— А все эта дрянь, Обманка, наболтала про тебя разного вздора, да еще подпоила, — пожаловался он и посмотрел на Гелю жалобно. — Лезут вот так разные подлецы в чужую жизнь.
— Да, она подлая, — согласилась Геля.
— Каких мало. Ну, мне наука.
Получалось, что между ними достигнуто некоторое единство взглядов, хотя бы в отношении Обманки, и это еще более воодушевило Белявского.
— Но главное, конечно, в другом — в воспитании, — заговорил он, начиная неожиданно распространяться, как бывало с ним всегда. — Ты знаешь, рос я среди женщин. Ну, а в воспитании мальчишек, как известно, особая роль принадлежит отцам. Кто научит мальчишку хорошему отношению к женщине, как не отец примером своих отношений с матерью?
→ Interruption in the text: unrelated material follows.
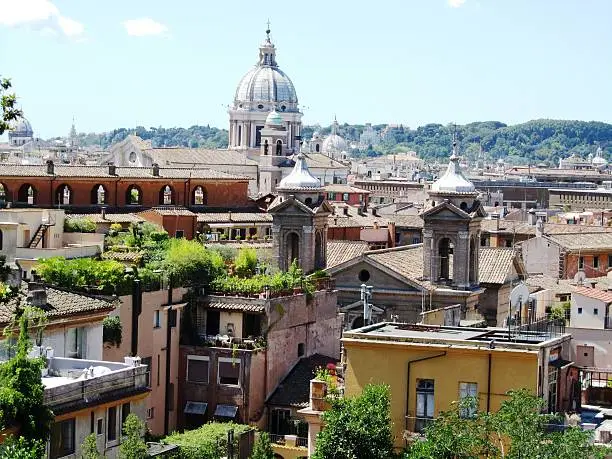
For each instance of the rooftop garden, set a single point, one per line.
(216, 268)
Я был лишен этого примера. Все война…
Геля слушала спокойно, не проявляя желания возражать. Это окончательно обнадежило Белявского. Очень осторожно, с опаской, но он все же приблизился к Геле, сел перед нею на табурет, пытаясь, хоть мельком поймать ее взгляд.
Она не прогнала.
— Ты говорила, что моя любовь эгоистична, — продолжал он с надеждой. — Но в любви все эгоисты, иначе и быть не может. Один больше, другой меньше. Может быть, я больше всех на свете, потому и поступил так… Но что это значит? Ты вдумайся, Геля, и пойми.
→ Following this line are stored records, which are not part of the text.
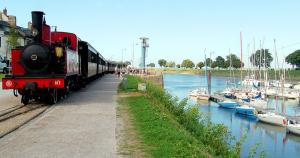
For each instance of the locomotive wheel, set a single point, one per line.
(52, 96)
(25, 99)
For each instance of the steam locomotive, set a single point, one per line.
(53, 64)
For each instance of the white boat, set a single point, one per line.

— Обожди, — остановила его Геля усталым жестом. — Я вижу, ты все еще ищешь себе оправдание?
— Боже упаси! — испугался Белявский. — Только необходимые объяснения того, что случилось. Только.
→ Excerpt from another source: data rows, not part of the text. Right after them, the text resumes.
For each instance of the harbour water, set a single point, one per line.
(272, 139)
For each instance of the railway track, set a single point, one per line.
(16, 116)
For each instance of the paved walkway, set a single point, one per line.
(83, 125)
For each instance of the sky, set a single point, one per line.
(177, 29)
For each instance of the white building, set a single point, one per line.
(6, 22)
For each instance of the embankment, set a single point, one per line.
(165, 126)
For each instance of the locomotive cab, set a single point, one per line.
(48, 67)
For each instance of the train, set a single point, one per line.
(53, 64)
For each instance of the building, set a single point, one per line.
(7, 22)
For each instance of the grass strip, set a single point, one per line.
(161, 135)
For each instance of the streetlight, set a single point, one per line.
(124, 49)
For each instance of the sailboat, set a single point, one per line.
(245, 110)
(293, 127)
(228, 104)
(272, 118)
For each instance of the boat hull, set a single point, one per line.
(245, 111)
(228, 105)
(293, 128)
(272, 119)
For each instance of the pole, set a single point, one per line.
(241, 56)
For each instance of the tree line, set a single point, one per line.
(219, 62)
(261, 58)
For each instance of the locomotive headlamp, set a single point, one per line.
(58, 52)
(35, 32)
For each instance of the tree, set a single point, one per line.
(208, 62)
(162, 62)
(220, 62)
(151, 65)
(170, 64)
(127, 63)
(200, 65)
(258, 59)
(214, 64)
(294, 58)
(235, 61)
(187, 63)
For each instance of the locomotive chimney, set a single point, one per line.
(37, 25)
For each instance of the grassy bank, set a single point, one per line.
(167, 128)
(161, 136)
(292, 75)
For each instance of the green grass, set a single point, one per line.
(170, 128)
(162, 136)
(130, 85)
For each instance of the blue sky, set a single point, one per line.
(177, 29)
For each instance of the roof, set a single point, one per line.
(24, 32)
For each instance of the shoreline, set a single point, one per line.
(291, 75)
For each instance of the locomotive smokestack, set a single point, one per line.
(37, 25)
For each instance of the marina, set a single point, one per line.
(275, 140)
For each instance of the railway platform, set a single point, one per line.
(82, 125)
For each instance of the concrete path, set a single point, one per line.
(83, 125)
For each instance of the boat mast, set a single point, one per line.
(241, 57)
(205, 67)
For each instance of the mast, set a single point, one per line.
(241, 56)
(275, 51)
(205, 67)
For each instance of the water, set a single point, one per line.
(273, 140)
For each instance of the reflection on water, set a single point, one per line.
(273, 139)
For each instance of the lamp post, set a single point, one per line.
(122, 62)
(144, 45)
— Объяснения, которые могут оправдать?
— Не оправдать, а раскрыть причину…
— И тем смягчить вину? — Оставаясь непримиримой, Геля все же разговаривала без раздражения, даже не повышая голоса. — Тебе, кажется, очень хочется этого? С мягкой-то виной полегче, а? Хитроумен ты и пакостлив…
— Не больше других, — не стерпев, сказал Белявский.
— Не скромничай — больше, я знаю, — ответила Геля без сомнения, поняв, что он говорит о Морошке. — Я еще не встречала, чтобы кто-то свою подлость оправдывал любовью. Это кощунство.
Борис Белявский готов был взреветь от досады. Все шло так хорошо, но тут, после его неосторожного намека, в ее голосе зазвучали звенящие ноты. Очевидно, она начинала приходить в себя после разговора с Обманкой и понемногу собиралась с силами, чтобы заговорить, как того требовал случай. Надо было немедленно упредить ее бунт, и он выпалил, хватаясь за грудь:
— Прости, Геля, прости за все!
— Простить можно, — сказала она.
— Я знаю, у тебя доброе сердце!
— Но забыть никогда.
Он порывисто спрятал лицо в ладонях.
— Сними с меня это пятно, — попросил он глухо.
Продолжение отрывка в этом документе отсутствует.